New York City’s High Line Park, constructed in 2009, turned a long-abandoned elevated railroad line on the West Side of Manhattan from a supposed neighborhood eyesore into a popular tourist destination. The High Line is technically a public park, but unlike other well-known New York parks such as Central Park or Prospect Park, its nonprofit partner (the Friends of the High Line) takes responsibility for managing day-to-day activities and programming, including setting rules and guidelines for the use of the space (Loughran 2014). This privatized governance leads to distinct aesthetic markers that differ from traditional park signs and markers, which elsewhere must conform to Parks Department standards. On the High Line, the sensory components of the park communicate particular visual desires and priorities. Many such markers draw the visitor’s eyes to particular phenomena: the Hudson River, the new Whitney Art Museum, and the spacious design typical of buildings in the surrounding Meatpacking District. But the sign in this photograph does the opposite: it advises the viewer where not to look, where not to give their attention.
This sandwich-board sign, on the day that I took this photograph, was positioned by what was at time the northern entrance to the High Line at 30th St. In large bold letters, it practically screams at the viewer from its knee-high placement: DO NOT GIVE MONEY TO PANHANDLERS. By leading with this message, the sign already makes its audience perfectly clear: as any longtime or native New Yorker can tell you, the art of interacting with those asking for money or food has become as much a part of life in the city as swiping a Metrocard to get on the subway. So we know that this sign is for tourists, and that it shouts forth a general statement. For many who pass by, the sign may not even register; as the framing of the photograph demonstrates, most people would have to stop in their tracks and bend down to read it fully, two bodily motions actively discouraged by the design of the High Line. Yet if one were to zoom in on this sign, they would discover a far more specific message than a general screed against those in need. Citing a New York Post article which proclaims that “Fake Buddhist Monks are the new squeegee men of New York,” the board goes on to continue citing the same text in order to tell readers the difference between “real” and inauthentic Buddhist Monks--if, of course, one is willing to read that far into the fine print.

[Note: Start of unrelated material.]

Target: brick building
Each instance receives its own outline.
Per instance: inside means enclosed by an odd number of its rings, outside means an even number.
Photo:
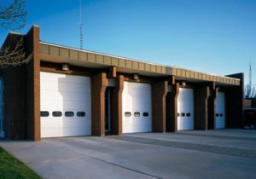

Calling out “new squeegee men,” for New Yorkers and those familiar with the politics of the city, immediately recalls the violence of Broken Windows policing. Under the regime of Rudolph Giuliani in the 1990s, Broken Windows removed homeless people and informal workers alike from highly visible public spaces, a practice sometimes credited with “cleaning up” the city but more accurately understood as kickstarting a vicious pattern of gentrification which still wracks the city today (Smith 1996; Vitale 2008). But on the High Line, there are few if any visibly homeless people, nor can visitors, tourist or New Yorker, see the panhandling that has come to characterize much of Midtown Manhattan in the midst of the gentrification crisis. We can read this sign, along with much of the other visual elements of the High Line, as a form of visual misdirection. It tells us what not to do while attempting to instantiate an imagination, surrounded by the moving legs of those who pass by into its world.
Works Cited
Loughran, K., 2014. Parks for profit: The high line, growth machines, and the uneven development of urban public spaces. City and Community, 13(1), pp.49–68.
Smith, N., 1996. The New Urban Frontier: Gentrification and the Revanchist City, New York: Routledge.
Vitale, A., 2008. City of Disorder: How the Quality of Life Campaign Transformed New York Politics, New York: NYU Press.